The answer scheme tells that C is the critical point and the the inequality $Reaction>0$ should be used over C.
How is this point C decided? Why not B or midpoint of BC? Is there a way to formula a function whose stationary points will indicate that C is the critical point?
Please provide (if possible) both intuitive (using physics) explanation and mathematical explanation.
A particle in free fall follows a parabolic path. The particle losing contact from the circular track in some point between $B$ and $C$, say $D$, means two things 1) that the trajectory is now parabolic and that 2) the parabola the particle is following is tangent to the circular track(*) in $D$, thus, it will never get contact again with the track. So, you have to assume that the particle is in $C$ and right then loses contact, so is, the particle is in $C$ and the force from the track is zero there.
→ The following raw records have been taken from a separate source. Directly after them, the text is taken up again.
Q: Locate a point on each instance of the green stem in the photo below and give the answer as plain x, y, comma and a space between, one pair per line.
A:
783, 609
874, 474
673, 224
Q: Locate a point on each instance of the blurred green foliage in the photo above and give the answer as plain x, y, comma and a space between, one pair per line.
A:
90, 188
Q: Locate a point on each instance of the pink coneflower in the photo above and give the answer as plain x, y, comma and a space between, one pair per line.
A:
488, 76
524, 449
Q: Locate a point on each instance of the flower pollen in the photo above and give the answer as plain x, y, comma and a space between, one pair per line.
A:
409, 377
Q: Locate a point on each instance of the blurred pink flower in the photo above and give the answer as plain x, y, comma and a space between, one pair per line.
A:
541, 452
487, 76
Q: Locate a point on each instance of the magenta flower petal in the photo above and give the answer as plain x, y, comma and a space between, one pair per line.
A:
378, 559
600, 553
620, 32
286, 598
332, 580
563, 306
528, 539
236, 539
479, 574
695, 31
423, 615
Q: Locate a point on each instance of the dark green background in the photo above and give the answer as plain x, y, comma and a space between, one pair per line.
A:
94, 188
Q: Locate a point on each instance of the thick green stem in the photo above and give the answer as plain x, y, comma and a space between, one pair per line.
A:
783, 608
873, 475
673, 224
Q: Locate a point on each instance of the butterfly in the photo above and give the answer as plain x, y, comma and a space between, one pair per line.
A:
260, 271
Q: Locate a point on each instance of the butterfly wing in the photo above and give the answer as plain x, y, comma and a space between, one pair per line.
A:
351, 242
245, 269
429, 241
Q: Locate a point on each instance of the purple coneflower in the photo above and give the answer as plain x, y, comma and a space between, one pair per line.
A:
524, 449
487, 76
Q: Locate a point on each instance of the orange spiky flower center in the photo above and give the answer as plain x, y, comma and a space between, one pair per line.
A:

At $C$, the particle is still in a circular path, so, the acceleration in the direction perpendicular to the track is $v^2/R$, with $v$ the particle's speed and $R$ the track radius. By other side, the force along that direction is the difference between the component of gravitational force along that direction and the normal reaction of the track: $mg\cos40º-N$ The Newton's second law says:
$mg\cos\alpha-N=mv^2/R$ and, with the condition of $N=0$, $v_{max}=\sqrt{gR\cos\alpha}$
You can get $v$ from the energy conservation theorem and with some trigonometry to calculte the heigh $h_{max}$ at wich the particle has to be initially.
(*) I am not sure whether or not you need a proof about this "no return" of a circle tangent to a parabola. As conviction, draw a circle tangent to a parabola and see.